Have you ever heard the phrase, “Don’t put all of your eggs in one basket!”? That’s basically what Asset Allocation is. If you put all of your savings (eggs) in just one basket (all in the same place, like all in stocks), and the basket falls, all of your eggs (savings) will be destroyed.
To put it into more technical terms, an investor’s portfolio should be divided into different categories like stocks, bonds, real estate, mutual/index funds, cash or other liquid assets (CD’s, traditional savings accounts and money market accounts), and private equity (like in a home or business). The theory of asset allocation is to protect an investor in the long term, for history has shown us that when stocks are up, bonds may be down. When interest rates are up (CD’s and savings accounts), real estate is down. Diversifying your eggs into more than one proverbial basket will help to keep your personal finances in check for the long haul.
How Much Should Go Where
Asset allocation is different for everyone looking to invest, all depending on the financial goals of the individual. For example, a 22-year old bachelorette will probably have a different view of finances than a 65-year-old grandmother who wants to retire in just 2 years. These individual goals are plugged into an Asset Allocation Model to help the diversification process.
Breaking it down even further, there are four basic asset allocation models that vary depending on what you have and what you want out of it. First, there’s Preservation of Capital , which has nearly no risk whatsoever, for these folks have money and plan on spending it within the next 12 months. This includes those who plan on paying for college and/or buying a home or business.
Second, the Income model is designed for those who need a source of income to live on without losing the principle. Growth would be nice, but living now is the main purpose.

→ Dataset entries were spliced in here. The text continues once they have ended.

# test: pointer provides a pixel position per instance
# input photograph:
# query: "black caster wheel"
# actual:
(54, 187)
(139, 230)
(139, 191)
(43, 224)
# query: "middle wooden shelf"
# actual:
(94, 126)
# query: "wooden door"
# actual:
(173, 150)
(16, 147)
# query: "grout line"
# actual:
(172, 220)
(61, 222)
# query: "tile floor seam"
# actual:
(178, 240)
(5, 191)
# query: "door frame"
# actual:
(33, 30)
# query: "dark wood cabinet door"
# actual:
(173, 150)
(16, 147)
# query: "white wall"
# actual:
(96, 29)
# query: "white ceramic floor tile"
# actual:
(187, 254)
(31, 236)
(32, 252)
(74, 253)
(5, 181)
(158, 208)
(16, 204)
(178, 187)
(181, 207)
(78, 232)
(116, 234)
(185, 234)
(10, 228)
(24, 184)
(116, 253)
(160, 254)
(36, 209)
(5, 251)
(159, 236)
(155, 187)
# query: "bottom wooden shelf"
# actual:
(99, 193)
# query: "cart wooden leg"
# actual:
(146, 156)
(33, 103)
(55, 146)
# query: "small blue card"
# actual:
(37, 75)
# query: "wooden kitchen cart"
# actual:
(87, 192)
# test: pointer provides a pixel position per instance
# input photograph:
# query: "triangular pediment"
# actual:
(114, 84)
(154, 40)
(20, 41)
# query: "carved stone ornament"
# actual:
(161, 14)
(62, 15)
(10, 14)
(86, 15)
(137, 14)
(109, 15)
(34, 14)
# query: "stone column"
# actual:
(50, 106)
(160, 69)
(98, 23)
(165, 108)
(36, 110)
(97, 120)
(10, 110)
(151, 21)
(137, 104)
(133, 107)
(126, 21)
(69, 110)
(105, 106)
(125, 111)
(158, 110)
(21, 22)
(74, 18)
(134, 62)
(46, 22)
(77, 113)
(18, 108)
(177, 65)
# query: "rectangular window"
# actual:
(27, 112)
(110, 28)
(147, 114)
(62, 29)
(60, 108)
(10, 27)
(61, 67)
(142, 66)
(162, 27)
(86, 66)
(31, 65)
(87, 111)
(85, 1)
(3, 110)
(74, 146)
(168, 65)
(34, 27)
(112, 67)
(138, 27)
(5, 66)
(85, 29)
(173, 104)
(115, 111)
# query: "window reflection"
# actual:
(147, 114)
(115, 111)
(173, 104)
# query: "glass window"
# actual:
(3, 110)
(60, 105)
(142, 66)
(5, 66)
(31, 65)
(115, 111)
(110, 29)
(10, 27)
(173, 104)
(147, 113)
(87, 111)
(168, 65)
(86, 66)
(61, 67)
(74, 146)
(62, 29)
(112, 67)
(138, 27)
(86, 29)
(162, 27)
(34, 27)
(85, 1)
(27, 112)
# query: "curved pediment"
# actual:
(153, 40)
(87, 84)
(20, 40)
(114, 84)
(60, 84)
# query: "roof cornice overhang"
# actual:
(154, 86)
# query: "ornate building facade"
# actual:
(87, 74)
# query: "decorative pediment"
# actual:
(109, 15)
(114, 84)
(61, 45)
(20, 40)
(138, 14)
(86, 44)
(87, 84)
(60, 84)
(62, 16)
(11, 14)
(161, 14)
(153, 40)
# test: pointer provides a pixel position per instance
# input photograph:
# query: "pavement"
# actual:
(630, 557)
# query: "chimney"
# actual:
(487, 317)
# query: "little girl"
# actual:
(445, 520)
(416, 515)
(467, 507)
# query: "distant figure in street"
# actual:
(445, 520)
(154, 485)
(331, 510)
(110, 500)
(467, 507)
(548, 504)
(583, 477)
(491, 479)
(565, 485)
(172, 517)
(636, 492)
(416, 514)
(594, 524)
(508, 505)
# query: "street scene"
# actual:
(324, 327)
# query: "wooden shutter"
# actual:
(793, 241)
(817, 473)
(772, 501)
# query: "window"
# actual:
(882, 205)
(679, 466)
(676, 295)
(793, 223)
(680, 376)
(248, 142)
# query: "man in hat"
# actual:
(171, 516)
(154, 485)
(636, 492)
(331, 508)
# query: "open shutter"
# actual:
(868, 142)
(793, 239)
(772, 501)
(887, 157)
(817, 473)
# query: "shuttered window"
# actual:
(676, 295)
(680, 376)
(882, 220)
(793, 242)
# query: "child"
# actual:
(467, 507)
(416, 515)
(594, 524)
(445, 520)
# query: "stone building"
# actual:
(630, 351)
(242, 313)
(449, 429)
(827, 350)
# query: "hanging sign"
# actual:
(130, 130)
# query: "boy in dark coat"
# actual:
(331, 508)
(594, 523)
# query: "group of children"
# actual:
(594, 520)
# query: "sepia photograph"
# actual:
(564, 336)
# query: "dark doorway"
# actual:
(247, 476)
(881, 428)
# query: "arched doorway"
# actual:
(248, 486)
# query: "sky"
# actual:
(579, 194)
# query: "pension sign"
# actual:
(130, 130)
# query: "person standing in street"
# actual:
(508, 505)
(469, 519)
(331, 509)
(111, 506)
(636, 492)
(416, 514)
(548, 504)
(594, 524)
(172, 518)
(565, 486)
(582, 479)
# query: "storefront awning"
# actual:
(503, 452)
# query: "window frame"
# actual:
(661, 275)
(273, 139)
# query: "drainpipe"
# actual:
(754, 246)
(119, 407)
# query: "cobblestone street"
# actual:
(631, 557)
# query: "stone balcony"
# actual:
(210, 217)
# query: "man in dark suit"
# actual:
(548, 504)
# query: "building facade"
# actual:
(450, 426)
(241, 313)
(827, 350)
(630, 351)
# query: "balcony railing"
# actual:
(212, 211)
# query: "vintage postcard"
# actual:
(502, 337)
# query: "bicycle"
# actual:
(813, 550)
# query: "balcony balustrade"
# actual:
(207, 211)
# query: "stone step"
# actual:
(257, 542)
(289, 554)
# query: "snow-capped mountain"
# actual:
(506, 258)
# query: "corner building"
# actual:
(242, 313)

Thirdly, a Balanced model is in the middle of the above two, created with young families in mind (to pay for college and retirement). And lastly, the Growth model is designed for our 22 year old bachelorette to sock away some money for her future plans.
As with all financial issues that might make you nervous, be sure to contact an financial advisor. If possible, find one that is paid at a flat fee rather than on a commission basis to keep them on the “unbiased” side.